Direktur Eksekutif Center of Economic and Law Studies (CELIOS) Bhima Yudhistira menyoroti perbedaan pandangan di internal Kemenkeu, persoalan dividen Rp120 triliun, hingga gaya komunikasi yang terlalu percaya diri (overconfidence).
"Jadi persoalan reshuffle Purbaya ini dimulai dari koordinasi internal yang masalah gitu ya, antara Dirjen Bea Cukai dan Dirjen Pajak. Terutama soal pergantian eselon dua, kemudian restitusi pajak yang ditahan, itu buat banyak pelaku usaha nggak happy," kata Bhima saat dihubungi Jawapos.com, Senin (14/9).
Menurut dia, persoalan restitusi pajak awalnya berkaitan dengan pemeriksaan di sektor sumber daya alam. Namun, kebijakan tersebut kemudian meluas ke berbagai sektor sehingga menimbulkan persoalan di kalangan pelaku usaha.
"Jadi antara Bimo (Dirjen Pajak) dengan Purbaya beda pendapat," ujarnya.
Selain persoalan di internal Kemenkeu, Bhima menyebut adanya persoalan terkait dividen sebesar Rp120 triliun dan hubungan dengan Danantara.
"Itu juga dapat protes keras dari Danantara juga tuh," lanjutnya.

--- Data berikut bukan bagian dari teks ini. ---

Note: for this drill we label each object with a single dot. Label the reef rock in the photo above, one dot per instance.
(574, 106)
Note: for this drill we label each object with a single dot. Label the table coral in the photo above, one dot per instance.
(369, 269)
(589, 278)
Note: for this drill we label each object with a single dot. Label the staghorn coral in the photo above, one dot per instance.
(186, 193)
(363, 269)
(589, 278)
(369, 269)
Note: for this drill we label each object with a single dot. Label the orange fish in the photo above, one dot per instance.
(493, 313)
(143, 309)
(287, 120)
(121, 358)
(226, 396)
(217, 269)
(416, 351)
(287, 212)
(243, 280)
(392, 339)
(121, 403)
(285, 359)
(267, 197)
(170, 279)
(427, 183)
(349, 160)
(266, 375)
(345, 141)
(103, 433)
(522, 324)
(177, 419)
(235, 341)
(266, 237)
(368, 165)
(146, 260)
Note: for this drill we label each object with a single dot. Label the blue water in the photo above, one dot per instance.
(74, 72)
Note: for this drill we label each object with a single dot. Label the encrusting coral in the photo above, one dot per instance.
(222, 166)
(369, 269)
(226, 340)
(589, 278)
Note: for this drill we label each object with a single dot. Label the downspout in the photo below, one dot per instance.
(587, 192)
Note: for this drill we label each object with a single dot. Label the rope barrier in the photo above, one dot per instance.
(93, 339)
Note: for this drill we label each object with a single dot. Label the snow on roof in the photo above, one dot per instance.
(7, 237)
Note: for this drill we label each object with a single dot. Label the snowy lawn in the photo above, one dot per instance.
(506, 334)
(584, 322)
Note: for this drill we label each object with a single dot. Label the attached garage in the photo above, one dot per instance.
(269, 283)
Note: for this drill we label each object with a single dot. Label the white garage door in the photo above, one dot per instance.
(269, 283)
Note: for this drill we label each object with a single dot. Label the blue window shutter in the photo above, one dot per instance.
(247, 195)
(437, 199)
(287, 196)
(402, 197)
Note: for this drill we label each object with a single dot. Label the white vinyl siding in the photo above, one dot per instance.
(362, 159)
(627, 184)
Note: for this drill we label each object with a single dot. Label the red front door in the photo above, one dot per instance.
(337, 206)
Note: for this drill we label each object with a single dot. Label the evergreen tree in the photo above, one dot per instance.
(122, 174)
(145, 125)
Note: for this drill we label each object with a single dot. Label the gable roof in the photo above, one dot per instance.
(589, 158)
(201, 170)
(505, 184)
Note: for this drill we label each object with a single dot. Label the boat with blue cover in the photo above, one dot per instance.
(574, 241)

Baca Juga: Dilantik jadi Menkeu Gantikan Purbaya, Suahasil: Semoga Bisa Menjalankan Amanah
Bhima menilai persoalan tersebut kemudian diperburuk oleh gaya komunikasi Purbaya. Menurutnya, cara mengoordinasikan internal serta komunikasi publik menjadi salah satu faktor yang membuat posisi Purbaya berujung pada reshuffle.
"Jadi cara-cara Purbaya mengoordinasi internal termasuk juga gaya komunikasinya juga makin lama makin buruk ya, gitu dia overconfidence. Itu yang membuat dia kemudian di-reshuffle," tuturnya.